From which we can issue Storm commands to interact with and validate the nodes that were just ingested. For example:

cli> storm #my.cool.tag

it:reveng:function=9710579930d831abd88acff1f2ecd04f
         .created = 2021/06/30 19:46:31.810
         :description = An example function
         #my.cool.tag
inet:ipv4=23.8.47.1
         .created = 2021/06/30 19:46:31.810
         :type = unicast
         #my.cool.tag
inet:url=https://synapse.docs.vertex.link/en/latest/synapse/userguide.html#userguide
         .created = 2021/06/30 19:46:31.810
         :base = https://synapse.docs.vertex.link/en/latest/synapse/userguide.html#userguide
         :fqdn = synapse.docs.vertex.link
         :params =
         :path = /en/latest/synapse/userguide.html#userguide
         :port = 443
         :proto = https
         #my.cool.tag
file:bytes=sha256:ffd19426d3f020996c482255b92a547a2f63afcfc11b45a98fb3fb5be69dd75c
         .created = 2021/06/30 19:46:31.810
         :md5 = be1bb5ab2057d69fb6d0a9d0684168fe
         :sha1 = 57d13f1fa2322058dc80e5d6d768546b47238fcd
         :sha256 = ffd19426d3f020996c482255b92a547a2f63afcfc11b45a98fb3fb5be69dd75c
         :size = 16
         #my.cool.tag
complete. 4 nodes in 16 ms (250/sec).

Loading the Data:

Once we’ve inspected and verified the data is acceptable for loading, we can point the feed tool to the Cortex we want to load the nodes into, and the same nodes should be added.

python -m synapse.tools.feed --cortex "aha://cortex..." testnodes.jsonl

However, once we’ve inspected the data, let’s say that the it:reveng:function and inet:ipv4 nodes are not allowed in the production Cortex, but the inet:url and file:bytes are.
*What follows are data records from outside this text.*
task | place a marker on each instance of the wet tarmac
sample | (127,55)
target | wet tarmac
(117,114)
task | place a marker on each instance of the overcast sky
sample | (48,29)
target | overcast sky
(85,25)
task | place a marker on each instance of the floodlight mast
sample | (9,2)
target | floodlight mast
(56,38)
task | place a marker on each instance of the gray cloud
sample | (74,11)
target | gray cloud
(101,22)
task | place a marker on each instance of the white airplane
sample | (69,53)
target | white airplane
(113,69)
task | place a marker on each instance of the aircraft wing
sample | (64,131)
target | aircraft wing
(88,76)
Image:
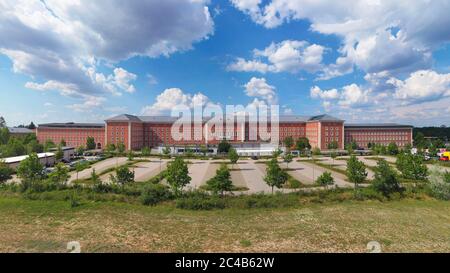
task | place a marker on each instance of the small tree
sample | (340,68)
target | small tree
(166,151)
(59,154)
(288,143)
(90,143)
(80,166)
(302,144)
(5,172)
(275,177)
(221,182)
(121,148)
(288,158)
(123,176)
(60,175)
(356,171)
(80,150)
(386,180)
(392,148)
(145,151)
(130,155)
(224,147)
(30,170)
(178,175)
(233,156)
(325,180)
(412,166)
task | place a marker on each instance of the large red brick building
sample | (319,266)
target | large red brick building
(74,134)
(136,132)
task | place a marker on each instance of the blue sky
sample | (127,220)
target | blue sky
(62,62)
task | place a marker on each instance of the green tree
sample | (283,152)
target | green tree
(123,176)
(5,172)
(30,171)
(80,166)
(90,143)
(224,147)
(419,141)
(392,148)
(288,143)
(34,147)
(60,175)
(221,182)
(59,155)
(233,156)
(356,171)
(80,150)
(4,135)
(325,180)
(166,151)
(146,151)
(2,122)
(412,166)
(121,148)
(130,155)
(288,158)
(275,177)
(302,145)
(386,180)
(178,175)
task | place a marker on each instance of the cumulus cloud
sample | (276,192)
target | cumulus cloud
(383,35)
(62,44)
(259,88)
(174,98)
(424,85)
(287,56)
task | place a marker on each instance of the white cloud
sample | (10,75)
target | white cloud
(259,88)
(380,35)
(63,43)
(316,92)
(287,56)
(173,98)
(425,85)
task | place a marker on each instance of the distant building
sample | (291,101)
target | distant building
(46,159)
(19,132)
(136,132)
(74,134)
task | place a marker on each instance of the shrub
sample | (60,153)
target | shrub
(153,194)
(325,180)
(386,180)
(440,185)
(198,200)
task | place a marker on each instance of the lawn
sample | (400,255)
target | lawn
(400,226)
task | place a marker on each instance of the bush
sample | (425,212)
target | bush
(153,194)
(440,185)
(199,200)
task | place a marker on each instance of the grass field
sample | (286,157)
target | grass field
(400,226)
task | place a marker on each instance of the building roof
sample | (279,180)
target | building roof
(377,125)
(73,125)
(16,159)
(169,119)
(325,118)
(16,130)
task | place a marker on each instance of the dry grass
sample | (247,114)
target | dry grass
(401,226)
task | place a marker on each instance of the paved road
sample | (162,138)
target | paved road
(311,172)
(201,171)
(99,167)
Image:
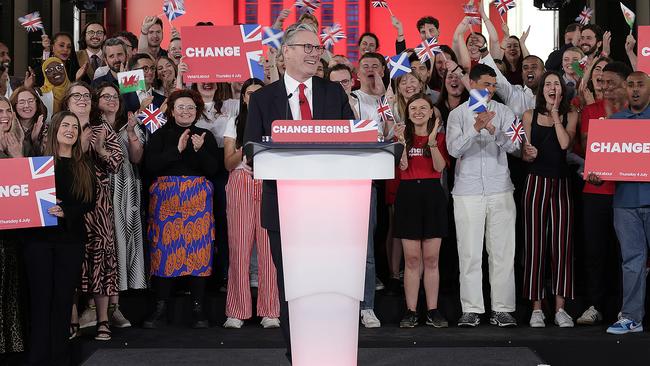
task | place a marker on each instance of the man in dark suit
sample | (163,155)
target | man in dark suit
(298,95)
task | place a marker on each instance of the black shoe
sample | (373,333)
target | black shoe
(410,319)
(469,320)
(393,287)
(435,318)
(158,317)
(199,320)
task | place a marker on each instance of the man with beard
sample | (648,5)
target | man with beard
(632,219)
(90,47)
(114,51)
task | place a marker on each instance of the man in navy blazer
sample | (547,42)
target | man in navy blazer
(284,100)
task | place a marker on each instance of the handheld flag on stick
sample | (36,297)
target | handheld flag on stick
(332,35)
(585,16)
(32,22)
(478,100)
(174,8)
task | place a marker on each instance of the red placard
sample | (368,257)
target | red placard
(619,149)
(643,49)
(27,193)
(324,131)
(222,54)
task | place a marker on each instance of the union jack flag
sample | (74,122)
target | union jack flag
(307,6)
(272,37)
(252,33)
(152,118)
(174,8)
(399,65)
(472,13)
(478,100)
(516,131)
(43,167)
(32,22)
(332,35)
(363,125)
(585,16)
(384,111)
(504,5)
(428,49)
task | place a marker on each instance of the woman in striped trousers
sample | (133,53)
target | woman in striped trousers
(547,203)
(243,208)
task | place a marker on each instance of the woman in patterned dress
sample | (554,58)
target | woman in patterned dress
(181,222)
(99,270)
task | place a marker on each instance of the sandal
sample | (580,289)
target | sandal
(103,335)
(74,330)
We can skip these two nodes by using a combination of the chunksize and offset parameters:

python -m synapse.tools.feed --cortex "aha://cortex..." testnodes.jsonl --chunksize 1 --offset 1

With the chunksize parameter signifying that the feed tool should read two lines at a time from the file and process those before reading the next line, and the offset parameter meaning the feed tool should skip all lines before and including line 1 (so lines 1 and 0) when attempting to add nodes, and only add nodes once it’s read in lines 2 and beyond.